The results are significant as the model can detect patterns indicative of depression, and then map those patterns to new individuals, with no additional information. It can run on virtually any kind of conversation. Other models, by contrast, only work with specific questions — for example, a straightforward inquiry, “Do you have a history of depression?”. The models then compare a subject’s response to standard ones hard-wired into their code to determine if they are depressed.
“But that’s not how natural conversations work,” Alhanai says.
“We call [the new model] ‘context-free,’ because you’re not putting any constraints into the types of questions you’re looking for and the type of responses to those questions.”
The team hopes their model will be used to detect signs of depression in natural conversation. It could, for instance, be remade into a phone app that monitors its user’s texts and voice communication for signs of depression, and alert them to it. This could be very useful for those who can’t get to a clinician for an initial diagnosis, due to distance, cost, or a lack of awareness that something may be wrong, the team writes.

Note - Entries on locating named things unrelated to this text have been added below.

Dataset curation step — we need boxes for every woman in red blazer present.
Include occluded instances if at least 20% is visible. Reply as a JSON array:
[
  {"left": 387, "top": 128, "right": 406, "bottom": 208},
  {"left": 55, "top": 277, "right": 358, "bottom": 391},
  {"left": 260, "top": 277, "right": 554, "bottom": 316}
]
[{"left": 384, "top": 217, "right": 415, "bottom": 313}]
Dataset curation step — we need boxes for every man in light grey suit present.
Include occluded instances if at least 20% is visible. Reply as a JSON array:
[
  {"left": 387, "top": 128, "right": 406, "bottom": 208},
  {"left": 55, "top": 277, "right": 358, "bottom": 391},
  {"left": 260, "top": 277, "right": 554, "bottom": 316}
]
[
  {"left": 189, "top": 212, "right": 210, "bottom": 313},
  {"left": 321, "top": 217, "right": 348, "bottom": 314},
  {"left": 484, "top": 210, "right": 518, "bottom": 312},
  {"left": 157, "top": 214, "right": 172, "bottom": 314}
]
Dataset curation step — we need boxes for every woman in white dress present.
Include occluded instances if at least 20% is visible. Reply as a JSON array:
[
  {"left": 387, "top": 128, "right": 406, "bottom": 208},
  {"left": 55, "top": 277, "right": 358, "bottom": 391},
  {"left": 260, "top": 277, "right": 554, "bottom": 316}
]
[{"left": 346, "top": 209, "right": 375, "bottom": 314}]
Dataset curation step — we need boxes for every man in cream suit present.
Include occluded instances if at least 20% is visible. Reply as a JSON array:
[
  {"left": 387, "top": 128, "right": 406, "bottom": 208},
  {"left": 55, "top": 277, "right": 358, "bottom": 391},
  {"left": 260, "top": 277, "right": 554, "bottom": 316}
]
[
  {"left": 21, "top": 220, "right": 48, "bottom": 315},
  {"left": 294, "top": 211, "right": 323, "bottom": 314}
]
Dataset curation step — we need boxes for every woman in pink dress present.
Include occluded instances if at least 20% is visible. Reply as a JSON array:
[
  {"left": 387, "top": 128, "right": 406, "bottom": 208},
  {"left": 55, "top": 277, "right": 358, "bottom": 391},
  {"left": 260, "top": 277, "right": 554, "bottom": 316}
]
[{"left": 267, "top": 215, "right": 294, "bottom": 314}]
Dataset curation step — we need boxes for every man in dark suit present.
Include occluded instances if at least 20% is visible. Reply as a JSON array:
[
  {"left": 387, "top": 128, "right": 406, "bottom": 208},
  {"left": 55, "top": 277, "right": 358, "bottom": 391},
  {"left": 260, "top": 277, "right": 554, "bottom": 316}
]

However, in a post-Cambridge-Analytica-scandal world, that may be just outside of the comfort zone of many. Time will tell. Still, the model can still be used as a diagnosis aid in clinical offices, says co-author James Glass, a senior research scientist in CSAIL.
“Every patient will talk differently, and if the model sees changes maybe it will be a flag to the doctors,” he says. “This is a step forward in seeing if we can do something assistive to help clinicians.”
Truth be told, while the model does seem very good at spotting depression, the team doesn’t really understand what crumbs it follows to do so. “The next challenge is finding out what data it’s seized upon,” Glass concludes.
Apart from this, the team also plans to expand their model with data from many more subjects — both for depression and other cognitive conditions.
The paper “Detecting Depression with Audio/Text Sequence Modeling of Interviews” has been published in the journal Interspeech.